One of the most interesting salt water fountains is Thor’s Well. As the surf swells, the ocean seems to be draining into a giant hole in the rock. In reality, Thor’s Well is a sea cave that was carved out by waves until its roof collapsed. The water swells from the bottom of the well, runs over the top of the cave, and then drains out the bottom through the caves opening. Thor’s Well is best viewed at about an hour before or an hour after high tide when the water totally fills the cave. (Use this tide chart to find out the time of high tide during your visit.)

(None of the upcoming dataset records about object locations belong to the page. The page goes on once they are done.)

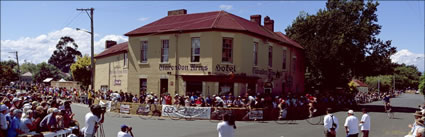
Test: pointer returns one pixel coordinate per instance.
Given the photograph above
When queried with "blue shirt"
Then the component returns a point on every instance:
(13, 127)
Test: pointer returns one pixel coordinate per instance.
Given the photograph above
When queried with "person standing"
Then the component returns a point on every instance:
(227, 127)
(351, 125)
(330, 123)
(365, 123)
(125, 130)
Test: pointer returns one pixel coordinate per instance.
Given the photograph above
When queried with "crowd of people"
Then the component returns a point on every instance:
(36, 110)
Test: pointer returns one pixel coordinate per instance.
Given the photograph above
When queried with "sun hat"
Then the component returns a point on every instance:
(350, 111)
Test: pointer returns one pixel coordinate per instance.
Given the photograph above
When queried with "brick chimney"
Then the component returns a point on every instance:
(256, 19)
(177, 12)
(268, 23)
(110, 43)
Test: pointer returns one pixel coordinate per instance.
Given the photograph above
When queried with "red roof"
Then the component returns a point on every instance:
(207, 21)
(119, 48)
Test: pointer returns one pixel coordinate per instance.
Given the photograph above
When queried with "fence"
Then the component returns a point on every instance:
(182, 111)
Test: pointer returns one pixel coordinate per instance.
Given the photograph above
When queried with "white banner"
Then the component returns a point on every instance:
(186, 112)
(255, 114)
(125, 109)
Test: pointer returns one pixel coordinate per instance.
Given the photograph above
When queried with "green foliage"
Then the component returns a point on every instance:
(406, 76)
(422, 84)
(81, 71)
(340, 43)
(384, 80)
(64, 55)
(28, 67)
(45, 70)
(7, 73)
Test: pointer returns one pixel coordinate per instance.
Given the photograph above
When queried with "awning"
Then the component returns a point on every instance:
(48, 80)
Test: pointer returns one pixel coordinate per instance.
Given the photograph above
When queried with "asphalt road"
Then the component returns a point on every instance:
(381, 125)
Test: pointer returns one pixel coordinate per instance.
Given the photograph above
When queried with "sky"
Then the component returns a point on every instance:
(34, 28)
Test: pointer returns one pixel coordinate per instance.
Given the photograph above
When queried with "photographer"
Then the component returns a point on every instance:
(125, 130)
(92, 120)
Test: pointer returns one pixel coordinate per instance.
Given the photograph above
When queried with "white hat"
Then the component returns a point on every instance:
(3, 107)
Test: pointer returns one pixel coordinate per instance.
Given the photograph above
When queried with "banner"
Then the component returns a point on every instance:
(255, 114)
(125, 109)
(186, 112)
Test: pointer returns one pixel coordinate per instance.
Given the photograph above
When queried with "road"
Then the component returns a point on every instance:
(381, 126)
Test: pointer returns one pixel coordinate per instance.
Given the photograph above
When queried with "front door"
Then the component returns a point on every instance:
(163, 86)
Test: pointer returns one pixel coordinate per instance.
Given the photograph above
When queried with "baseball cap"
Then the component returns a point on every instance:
(124, 126)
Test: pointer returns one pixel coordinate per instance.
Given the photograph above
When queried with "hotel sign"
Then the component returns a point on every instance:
(192, 67)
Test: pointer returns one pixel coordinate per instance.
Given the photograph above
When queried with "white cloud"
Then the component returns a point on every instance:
(143, 19)
(409, 58)
(226, 7)
(39, 49)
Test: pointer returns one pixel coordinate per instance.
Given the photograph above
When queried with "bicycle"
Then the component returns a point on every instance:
(147, 111)
(313, 119)
(218, 113)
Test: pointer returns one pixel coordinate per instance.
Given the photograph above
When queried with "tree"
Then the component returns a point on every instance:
(7, 73)
(406, 76)
(28, 67)
(340, 43)
(81, 71)
(45, 70)
(65, 54)
(385, 83)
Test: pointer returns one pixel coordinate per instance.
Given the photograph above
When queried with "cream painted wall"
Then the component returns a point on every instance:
(109, 69)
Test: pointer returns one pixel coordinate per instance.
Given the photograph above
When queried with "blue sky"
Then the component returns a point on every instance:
(42, 23)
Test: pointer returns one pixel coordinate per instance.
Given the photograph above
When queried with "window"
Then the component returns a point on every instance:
(164, 51)
(196, 49)
(143, 85)
(270, 56)
(227, 50)
(284, 59)
(125, 59)
(255, 53)
(144, 52)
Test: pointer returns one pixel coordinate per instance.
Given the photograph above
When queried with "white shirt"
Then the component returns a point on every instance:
(366, 124)
(225, 130)
(90, 122)
(328, 122)
(123, 134)
(353, 125)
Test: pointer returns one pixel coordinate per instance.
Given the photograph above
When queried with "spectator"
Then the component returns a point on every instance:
(3, 121)
(227, 127)
(330, 124)
(351, 125)
(49, 122)
(14, 130)
(125, 130)
(27, 123)
(365, 123)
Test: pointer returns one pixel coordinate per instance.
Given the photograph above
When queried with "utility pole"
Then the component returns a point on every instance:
(92, 43)
(17, 61)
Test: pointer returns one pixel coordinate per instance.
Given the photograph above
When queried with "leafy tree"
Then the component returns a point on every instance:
(406, 76)
(81, 71)
(64, 55)
(28, 67)
(7, 73)
(45, 70)
(340, 43)
(385, 83)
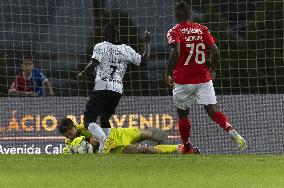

Since Thor’s Well has gained some Instagram fame, there were already about 10 photographers lined up right in front of the well waiting for sunset. But there’s much more to enjoy at the Cape Perpetua Marine Garden than just Thor’s Well and the Spouting Horn. We made our way over to a large crack in the rock that was filling and emptying of water in a frothy maelstrom. We were careful to watch behind us to be sure that our path out to the chasm did not become covered with water as the tide rose.
Free Camping Nearby:
We spent the night at the parking are for Thor’s Well, because the highest tide when we were in the area was early in the morning. I woke up early and unlike the night before it was just me, the sunrise, and the thundering surf. Oh and a guy doing yo-yo tricks…I guess he was enjoying the sunrise too?
If you don’t want to stay along Highway 101, the Siuslaw National Forest is just inland from Cape Perpetua. There are countless dirt Forest Service roads and dispersed camping is allowed at pullouts and existing sites. There is a site marked on FreeCampsites.net that is only 20 minutes from Waldport.